Response to Housing Price Surge: Lawmakers Mull Expanding Capital Gains Tax Exemptions
A congressional bill is aiming to address the growing issue of capital gains tax hindering homeowners from selling their properties. The bill seeks to double the exclusions from capital gains tax, potentially making it more appealing for homeowners to downsize or move.
One homeowner in Fountain Valley, who wishes to remain anonymous, illustrates the dilemma many homeowners face. Despite wanting to downsize and move closer to her family, she’s reluctant to sell her home due to the substantial capital gains tax liability she would incur. The current tax rules allow for exclusions of up to $250,000 for single taxpayers and $500,000 for married couples filing joint returns. However, these limits have remained unchanged for 26 years, while home values have soared.
Skyrocketing home prices across the country have exposed more homeowners to capital gains tax when selling their primary residences.

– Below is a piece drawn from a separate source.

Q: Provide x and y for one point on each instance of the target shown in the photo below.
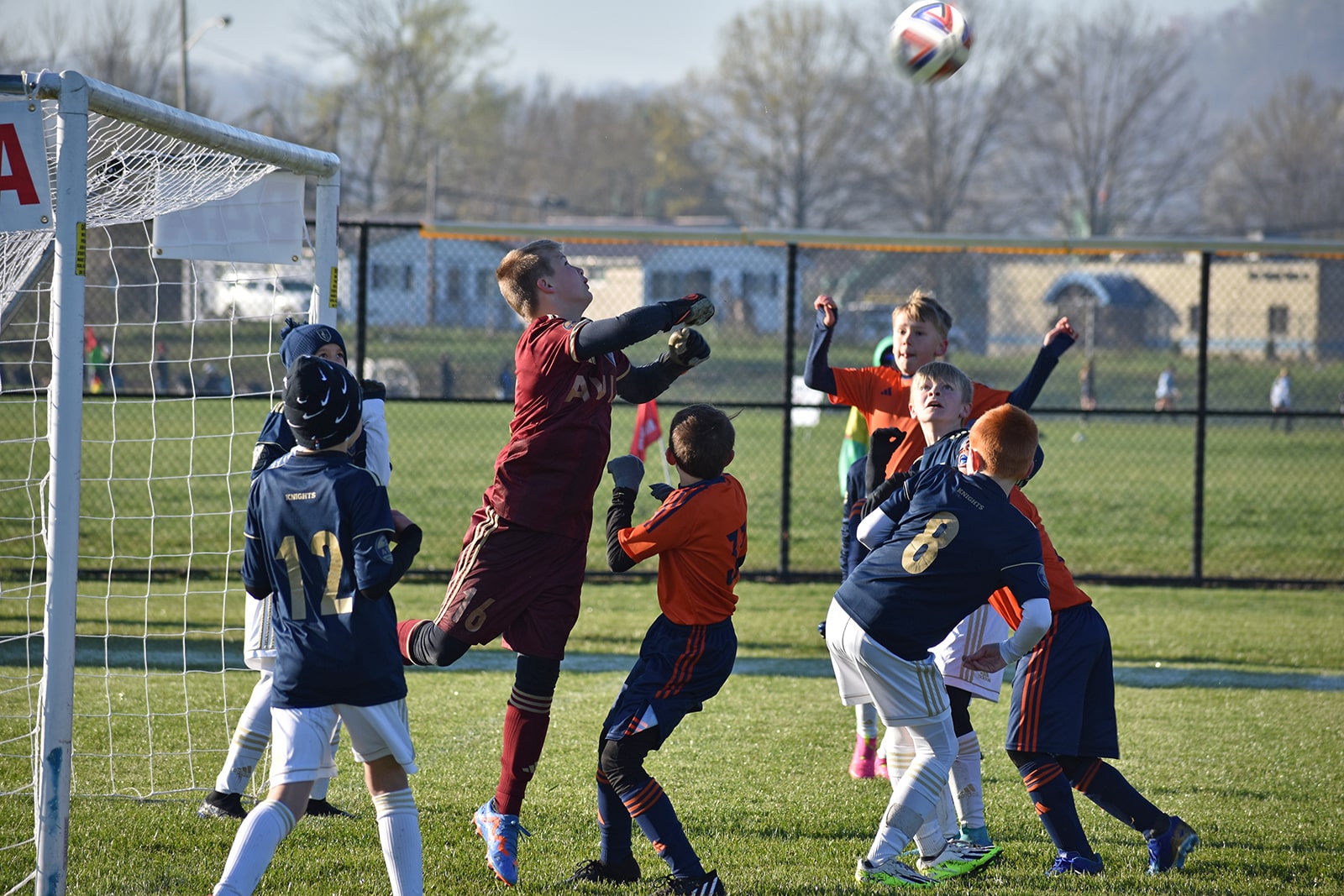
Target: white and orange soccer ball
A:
(929, 40)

For instance, the median house price in the U.S. has tripled to $407,100 since the exclusion limits were set in 1997. In California, the median home price has increased five-fold to $859,500.
The homeowner in question, who bought her house for $125,000 in 1983 and now values it at around $1.1 million, could potentially face a capital gains tax of at least $104,000 if she were to sell today. This tax burden discourages many homeowners like her from selling, contributing to a shortage of available homes on the market, particularly in Southern California.
To address this issue, a bill in Congress, called the “More Homes on the Market Act,” is being considered. The bill aims to double the capital gains exclusion, increasing it to $500,000 for single filers and $1 million for married couples filing jointly. Additionally, it proposes indexing the exclusion to inflation to keep pace with rising home prices.
The bill has garnered support from lawmakers from both parties, including Rep. Jimmy Panetta and Rep. Mike Kelly, and is seen as a potential solution to the housing shortage problem. It is designed to benefit homeowners who have lived in their primary residence for at least two of the last five years, rather than investors or flippers. While the bill is promising, it has yet to be reported out of committee, and its potential cost to the U.S. Treasury remains undetermined.